Comme d’habitude, Tadashi Imai aime bien aborder des questions délicates pour la société japonaise. Kiku and Isamu est le premier long métrage de fiction à se pencher sur le cas des hâfu, enfants métisses nés en nombre après l’arrivée des soldats américains en 1945. J’ai un bouquin sur le sujet, Hapa Japan, mais je ne l’ai pas encore lu. Kiku and Isamu est principalement centrée sur Kiku qui commence à devenir adulte. Elle réalise sa différence et les difficultés de sa vie à venir, et choisit de les affronter plutôt que de fuir. A l’inverse de certaines de ses autres œuvres, Imai ne tombe jamais dans le mélo, porté par la joie de vivre de Kiku et d’Isamu. Ce film assez unique mériterait d’être plus connu.
C’est le seul long métrage de l’actrice principale, Emiko Takahashi, qui deviendra ensuite chanteuse. Ce n’est guère étonnant vu la rareté des personnages noirs dans le cinéma japonais. La scénariste Yôko Mizuki, collaboratrice habituelle de Tadashi Imai et Mikio Naruse, est à l’origine du projet. C’est aussi elle qui insistât pour donner le rôle à Emiko Takahashi, Imai la trouvant trop rebelle lors du casting. La grand-mère est jouée par Tanie Kitabayashi, qui n’avait que 48 ans à l’époque. Elle est fortement grimée et en fait des tonnes. Son interprétation a apparemment plu, elle a été récompensée du prix de la meilleure actrice et elle sera abonnée aux petites vieilles durant le reste de sa carrière.


英雄對英雄 [Ying xiong dui ying xiong] de Yun Ling (1981, The Last Duel)
Pour une histoire de femmes, Lu Hsiao-Feng doit fuir le redoutable Sze Mun Tsui She, qui cherche à le tuer.

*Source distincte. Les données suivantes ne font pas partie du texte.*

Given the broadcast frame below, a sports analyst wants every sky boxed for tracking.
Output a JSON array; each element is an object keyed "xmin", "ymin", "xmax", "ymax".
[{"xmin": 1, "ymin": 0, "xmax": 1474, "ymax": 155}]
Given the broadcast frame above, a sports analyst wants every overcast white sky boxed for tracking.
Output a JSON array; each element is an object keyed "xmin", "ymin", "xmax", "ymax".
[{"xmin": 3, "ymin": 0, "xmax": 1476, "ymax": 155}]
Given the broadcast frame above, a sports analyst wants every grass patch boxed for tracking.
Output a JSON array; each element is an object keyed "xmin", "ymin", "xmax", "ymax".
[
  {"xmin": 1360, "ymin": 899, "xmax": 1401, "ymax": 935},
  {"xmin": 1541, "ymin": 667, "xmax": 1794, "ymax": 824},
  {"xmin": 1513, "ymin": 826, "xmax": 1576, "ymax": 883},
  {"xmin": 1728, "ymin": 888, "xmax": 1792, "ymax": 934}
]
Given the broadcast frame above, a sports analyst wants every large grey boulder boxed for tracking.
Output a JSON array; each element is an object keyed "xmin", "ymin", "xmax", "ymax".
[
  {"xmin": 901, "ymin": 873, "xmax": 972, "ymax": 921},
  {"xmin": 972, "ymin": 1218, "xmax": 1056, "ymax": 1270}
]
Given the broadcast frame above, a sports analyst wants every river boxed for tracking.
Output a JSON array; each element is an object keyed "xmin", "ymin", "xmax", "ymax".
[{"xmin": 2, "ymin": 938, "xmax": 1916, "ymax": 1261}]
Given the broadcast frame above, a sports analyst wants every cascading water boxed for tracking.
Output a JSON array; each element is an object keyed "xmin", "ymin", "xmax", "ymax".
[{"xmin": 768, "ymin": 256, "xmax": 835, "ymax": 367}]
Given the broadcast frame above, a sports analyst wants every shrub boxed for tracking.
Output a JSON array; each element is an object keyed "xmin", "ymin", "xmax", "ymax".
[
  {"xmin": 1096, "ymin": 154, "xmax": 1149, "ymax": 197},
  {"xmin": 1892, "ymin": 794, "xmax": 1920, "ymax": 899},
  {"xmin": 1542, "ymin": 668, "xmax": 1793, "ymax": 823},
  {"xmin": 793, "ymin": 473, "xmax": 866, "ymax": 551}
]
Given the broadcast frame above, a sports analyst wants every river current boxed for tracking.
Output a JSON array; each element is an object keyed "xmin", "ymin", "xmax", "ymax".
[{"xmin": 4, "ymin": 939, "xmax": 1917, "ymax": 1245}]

Il se réfugie dans la villa de la mort, lieu étrange abritant des spécialistes d’arts martiaux en cavale et dirigée par un mystérieux homme masqué. Ce dernier semble avoir une idée derrière la tête et propose à Lu Hsiao-Feng de se joindre à lui.

A force de voir des réalisations de Chor Yuen tirés de romans de Gu Long, on finit par oublier la difficulté à adapter cet auteur aux récits tentaculaires, peuplés de myriades de protagonistes et de dizaines d’intrigues entremêlées. Le taïwanais The Last Duel permet de remettre les choses en place. Malgré un scénario ultra-simplifié focalisé sur un seul héros, tout est confus, artificiel et caricatural. Les méchants n’ont aucune envergure, les décors et costumes font cheap et les combats sont ridicules, mal montés et mal chorégraphiés. La musique est un pot-pourri de bandes originales occidentales : j’ai reconnu Enquête sur un citoyen au-dessus de tout soupçon (1970) d’Ennio Morricone et Psychose (1960) ; et il y a apparemment, entre autres, des morceaux de Terreur dans le Shanghai-Express (1972) et de Pulsions (1980). Je n’ai pas réussi à récupérer la VO et j’ai dû me contenter de la version anglaise, catastrophique. Ça n’a pas aidé. Même sans cela, je ne pense pas que j’aurais apprécié ce The Last Duel de bien pauvre facture.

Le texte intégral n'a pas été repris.